I could imagine that a system running with less aggressive cooling (and particularly with more variable cooling) might have more CPU frequency variability, but as long as the processors are running at least as fast as the nominal frequency the variability should not hurt performance very often. (There are always some perverse cases where speeding something up slows the whole process down, but those tend to be rare.)

Higher turbo boost frequencies (up to 3.5 GHz) are possible if fewer cores are "in use", but it looks like this means that the "unused" cores have to be in a C-state of C3 or higher. We limit the processors to C1 so that we don't have trouble with interrupt latency -- in our configuration, waking up a processor core from C1 takes 3 microseconds, while waking it up from C3 takes 96 microseconds. 96 microseconds latency is too long for effective communication between the Xeon E5 and Xeon Phi processors and is too long for effective communication over Infiniband. Since Intel enables these "deep" C states by default, it is safe to assume that this latency (or even higher values) is fine in many environments.

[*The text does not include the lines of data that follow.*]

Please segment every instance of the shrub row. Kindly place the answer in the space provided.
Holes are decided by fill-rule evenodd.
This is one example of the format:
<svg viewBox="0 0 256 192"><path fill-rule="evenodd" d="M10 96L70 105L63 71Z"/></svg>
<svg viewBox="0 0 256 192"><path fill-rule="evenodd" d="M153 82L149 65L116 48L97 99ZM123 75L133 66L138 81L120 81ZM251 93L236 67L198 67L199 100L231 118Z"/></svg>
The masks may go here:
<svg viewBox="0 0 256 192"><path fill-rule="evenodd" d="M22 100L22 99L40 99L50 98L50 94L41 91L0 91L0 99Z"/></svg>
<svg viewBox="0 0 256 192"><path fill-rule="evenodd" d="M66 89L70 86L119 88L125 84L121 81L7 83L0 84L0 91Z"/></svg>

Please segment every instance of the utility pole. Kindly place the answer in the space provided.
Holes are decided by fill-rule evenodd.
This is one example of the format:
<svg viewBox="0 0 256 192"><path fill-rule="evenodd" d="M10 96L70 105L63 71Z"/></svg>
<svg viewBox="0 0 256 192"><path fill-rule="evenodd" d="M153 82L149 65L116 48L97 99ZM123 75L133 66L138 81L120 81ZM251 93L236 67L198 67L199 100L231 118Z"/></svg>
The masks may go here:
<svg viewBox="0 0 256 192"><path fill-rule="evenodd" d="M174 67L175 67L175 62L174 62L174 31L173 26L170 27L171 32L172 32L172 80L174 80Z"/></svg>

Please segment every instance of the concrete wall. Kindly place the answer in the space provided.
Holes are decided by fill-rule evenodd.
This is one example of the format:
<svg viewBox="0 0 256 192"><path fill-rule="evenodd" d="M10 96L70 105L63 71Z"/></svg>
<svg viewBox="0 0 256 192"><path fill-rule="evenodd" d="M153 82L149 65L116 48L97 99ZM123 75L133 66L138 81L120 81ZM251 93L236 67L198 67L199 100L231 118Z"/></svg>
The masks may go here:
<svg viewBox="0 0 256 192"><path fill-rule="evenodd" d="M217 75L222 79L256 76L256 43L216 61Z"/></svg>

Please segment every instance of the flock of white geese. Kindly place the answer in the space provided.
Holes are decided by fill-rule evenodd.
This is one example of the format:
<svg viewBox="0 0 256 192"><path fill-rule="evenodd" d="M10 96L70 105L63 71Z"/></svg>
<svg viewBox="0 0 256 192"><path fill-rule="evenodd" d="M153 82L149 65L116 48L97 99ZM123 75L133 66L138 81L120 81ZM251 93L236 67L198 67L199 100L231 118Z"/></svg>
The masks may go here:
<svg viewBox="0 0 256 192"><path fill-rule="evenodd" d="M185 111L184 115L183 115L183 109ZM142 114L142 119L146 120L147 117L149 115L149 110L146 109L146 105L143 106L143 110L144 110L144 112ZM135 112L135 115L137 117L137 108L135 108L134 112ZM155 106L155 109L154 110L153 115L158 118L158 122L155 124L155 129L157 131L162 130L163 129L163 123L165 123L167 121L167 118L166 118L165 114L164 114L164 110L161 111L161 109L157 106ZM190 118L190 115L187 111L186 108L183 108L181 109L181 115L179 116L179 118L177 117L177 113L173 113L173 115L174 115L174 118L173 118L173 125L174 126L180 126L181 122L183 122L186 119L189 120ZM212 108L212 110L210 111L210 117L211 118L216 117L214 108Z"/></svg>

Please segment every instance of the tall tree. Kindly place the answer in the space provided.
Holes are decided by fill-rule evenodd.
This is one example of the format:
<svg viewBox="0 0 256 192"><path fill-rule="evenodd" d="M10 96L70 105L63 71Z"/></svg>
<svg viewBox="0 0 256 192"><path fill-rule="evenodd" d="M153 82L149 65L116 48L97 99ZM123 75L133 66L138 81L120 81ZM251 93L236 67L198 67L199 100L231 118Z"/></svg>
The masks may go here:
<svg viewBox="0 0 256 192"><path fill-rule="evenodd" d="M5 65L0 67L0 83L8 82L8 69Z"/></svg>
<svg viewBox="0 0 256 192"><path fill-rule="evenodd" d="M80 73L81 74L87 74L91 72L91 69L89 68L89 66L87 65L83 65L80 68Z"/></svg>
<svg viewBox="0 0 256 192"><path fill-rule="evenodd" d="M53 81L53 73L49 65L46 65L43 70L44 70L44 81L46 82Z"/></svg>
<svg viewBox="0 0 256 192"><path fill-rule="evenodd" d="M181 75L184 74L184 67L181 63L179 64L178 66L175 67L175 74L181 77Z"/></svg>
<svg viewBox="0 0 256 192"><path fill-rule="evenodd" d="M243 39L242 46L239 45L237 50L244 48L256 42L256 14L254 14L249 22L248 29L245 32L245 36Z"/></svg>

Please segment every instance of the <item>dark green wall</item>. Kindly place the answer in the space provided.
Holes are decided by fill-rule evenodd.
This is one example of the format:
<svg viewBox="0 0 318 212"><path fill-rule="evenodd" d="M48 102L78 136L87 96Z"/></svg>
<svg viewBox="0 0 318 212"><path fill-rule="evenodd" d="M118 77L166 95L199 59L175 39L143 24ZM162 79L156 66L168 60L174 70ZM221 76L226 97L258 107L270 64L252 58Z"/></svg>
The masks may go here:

It is possible that this problem could be overcome by smarter controller over interrupt "steering", but is getting into parts of the software stack that I really don't know anything about.

SB17 · ‎10-18-2013

Thanks for the detailed answers

Cole__Allen · ‎01-11-2018

Thank You for the detailed answer. I was looking for the solution too. I was a bit confused about my hyper threading of my device and Wanted to know will it harm my PCB Board or the SMT Assembly. BOIS will help me in hyper threading as well.